Она стиснула руки и улыбнулась в мучительном смятении и в то же время удовлетворенно, радость с вызовом взмыла над грузом печали.
– Ну, не знаю. Только на самом-то деле я дружу с одним мальчиком. С тем самым как раз, что играет на альте. Он неплохой мальчик. То есть очень даже хороший, замечательный. Стивен его зовут. – Обеими ладонями она вытерла с глаз слезы. – Нет, правда, это просто удивительно. На самом деле я очень счастливая. – Засмеялась и прикрыла ладонями лицо. Спина ее вздрагивала.
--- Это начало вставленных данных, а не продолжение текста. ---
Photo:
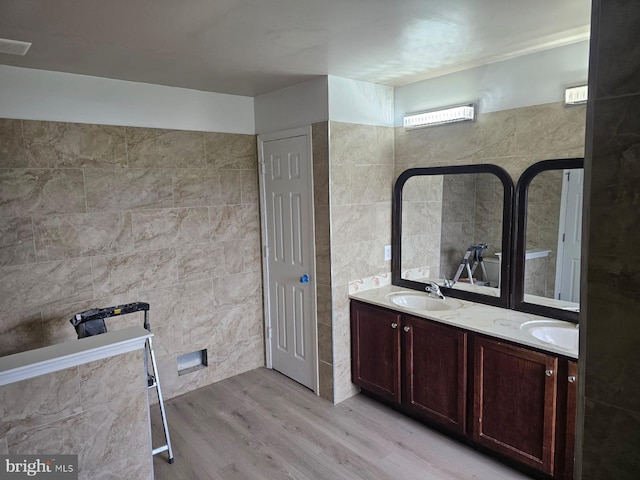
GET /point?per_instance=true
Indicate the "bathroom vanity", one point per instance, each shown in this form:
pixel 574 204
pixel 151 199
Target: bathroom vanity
pixel 474 371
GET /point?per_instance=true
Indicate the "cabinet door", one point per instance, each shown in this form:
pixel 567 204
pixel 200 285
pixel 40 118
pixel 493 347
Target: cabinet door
pixel 375 350
pixel 515 402
pixel 570 425
pixel 435 375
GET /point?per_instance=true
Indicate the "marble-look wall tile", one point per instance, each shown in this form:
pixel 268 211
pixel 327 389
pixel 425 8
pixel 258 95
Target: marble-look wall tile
pixel 234 222
pixel 110 441
pixel 353 144
pixel 612 446
pixel 613 376
pixel 57 145
pixel 324 305
pixel 353 261
pixel 38 401
pixel 323 264
pixel 116 274
pixel 326 380
pixel 236 290
pixel 325 345
pixel 549 129
pixel 16 241
pixel 617 50
pixel 240 357
pixel 343 388
pixel 25 192
pixel 233 324
pixel 231 151
pixel 206 187
pixel 170 227
pixel 250 194
pixel 169 305
pixel 157 148
pixel 197 262
pixel 39 284
pixel 614 183
pixel 129 189
pixel 107 380
pixel 11 143
pixel 20 328
pixel 82 235
pixel 358 223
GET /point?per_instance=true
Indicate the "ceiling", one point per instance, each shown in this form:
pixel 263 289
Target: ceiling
pixel 250 47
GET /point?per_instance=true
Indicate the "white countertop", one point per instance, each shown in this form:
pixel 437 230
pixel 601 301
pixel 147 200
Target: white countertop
pixel 492 321
pixel 32 363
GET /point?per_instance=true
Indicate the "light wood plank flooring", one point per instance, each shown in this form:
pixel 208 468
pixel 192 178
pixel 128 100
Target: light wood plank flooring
pixel 262 425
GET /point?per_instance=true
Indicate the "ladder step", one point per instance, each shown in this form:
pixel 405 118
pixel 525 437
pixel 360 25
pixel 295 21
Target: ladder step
pixel 161 449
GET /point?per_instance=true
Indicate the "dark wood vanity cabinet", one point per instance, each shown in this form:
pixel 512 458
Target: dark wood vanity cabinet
pixel 517 402
pixel 411 361
pixel 434 377
pixel 375 350
pixel 515 394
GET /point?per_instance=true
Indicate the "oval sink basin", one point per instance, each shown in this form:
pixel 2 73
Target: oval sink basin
pixel 424 302
pixel 561 334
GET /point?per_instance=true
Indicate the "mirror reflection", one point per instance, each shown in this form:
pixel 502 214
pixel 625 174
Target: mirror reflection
pixel 553 236
pixel 452 228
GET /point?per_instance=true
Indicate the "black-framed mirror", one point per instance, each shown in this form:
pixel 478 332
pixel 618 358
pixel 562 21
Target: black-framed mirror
pixel 445 218
pixel 546 264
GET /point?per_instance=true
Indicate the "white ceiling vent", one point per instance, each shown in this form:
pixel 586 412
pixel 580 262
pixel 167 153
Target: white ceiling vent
pixel 13 47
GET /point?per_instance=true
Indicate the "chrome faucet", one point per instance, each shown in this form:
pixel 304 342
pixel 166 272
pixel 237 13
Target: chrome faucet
pixel 432 288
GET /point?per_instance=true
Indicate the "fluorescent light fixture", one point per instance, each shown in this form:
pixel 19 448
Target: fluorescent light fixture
pixel 462 113
pixel 575 95
pixel 14 47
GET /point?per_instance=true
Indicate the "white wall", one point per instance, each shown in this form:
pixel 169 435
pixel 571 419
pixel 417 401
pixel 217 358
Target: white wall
pixel 533 79
pixel 44 95
pixel 296 106
pixel 365 103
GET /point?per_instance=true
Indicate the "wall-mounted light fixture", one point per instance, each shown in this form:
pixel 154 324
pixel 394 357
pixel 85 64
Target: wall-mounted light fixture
pixel 575 95
pixel 14 47
pixel 442 116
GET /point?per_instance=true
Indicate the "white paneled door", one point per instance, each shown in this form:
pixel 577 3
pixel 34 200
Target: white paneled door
pixel 289 269
pixel 568 262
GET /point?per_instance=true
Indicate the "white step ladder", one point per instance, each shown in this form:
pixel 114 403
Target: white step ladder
pixel 91 322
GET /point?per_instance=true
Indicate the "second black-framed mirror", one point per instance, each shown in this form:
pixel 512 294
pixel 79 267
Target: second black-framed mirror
pixel 546 265
pixel 452 225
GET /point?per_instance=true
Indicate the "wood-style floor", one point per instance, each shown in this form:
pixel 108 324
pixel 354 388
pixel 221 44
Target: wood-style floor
pixel 262 425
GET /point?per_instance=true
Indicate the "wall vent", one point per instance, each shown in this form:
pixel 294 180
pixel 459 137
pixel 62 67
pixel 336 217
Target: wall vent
pixel 191 362
pixel 14 47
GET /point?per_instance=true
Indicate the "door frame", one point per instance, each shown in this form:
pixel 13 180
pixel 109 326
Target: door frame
pixel 262 139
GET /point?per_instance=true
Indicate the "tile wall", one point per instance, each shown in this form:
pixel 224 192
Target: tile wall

Нимрам молча похлопал ее по плечу.
– Я потому решила вам сказать, – пояснила она, когда смогла говорить, – что вы ко мне так добры. Мне не хотелось, чтобы у вас…
– Ерунда, – сказал он. – Это относится к каждому из нас.
– Знаю, – ответила она и засмеялась сквозь слезы. – Это правда, правда! Как мой дядя Чарли говорит, он мамин старший брат, живет с нами, он говорит: самое интересное, что все животные на Ноевом ковчеге просто ополоумели от страха.
Нимрам рассмеялся.
– Он удивительный человек, – продолжала она. – Только все время кашляет. Он умирает от эмфиземы легких, а попробуйте скажите ему, чтобы он бросил курить трубку или чтобы показался врачам, дядя Чарли в такую ярость приходит, куда там! На самом-то деле он боится, что это дорого, а притворяется, будто презирает врачей. Стоит ему услышать слово «врач», и тут же начинается крик: «Лжепророки! Факиры! Спекулянты! Наживаются на своих лекарствах!» Голос у него такой оглушительный. Папа говорит, его надо вместо сторожевой собаки перед домом посадить, чтобы лаял, воров пугал.
Она смеялась.
У Нимрама заложило уши. Самолет пошел на снижение. Помолчав минуту, Нимрам сказал:
– Строго говоря, я тоже был с вами не совсем искренен. На самом деле я не бизнесмен.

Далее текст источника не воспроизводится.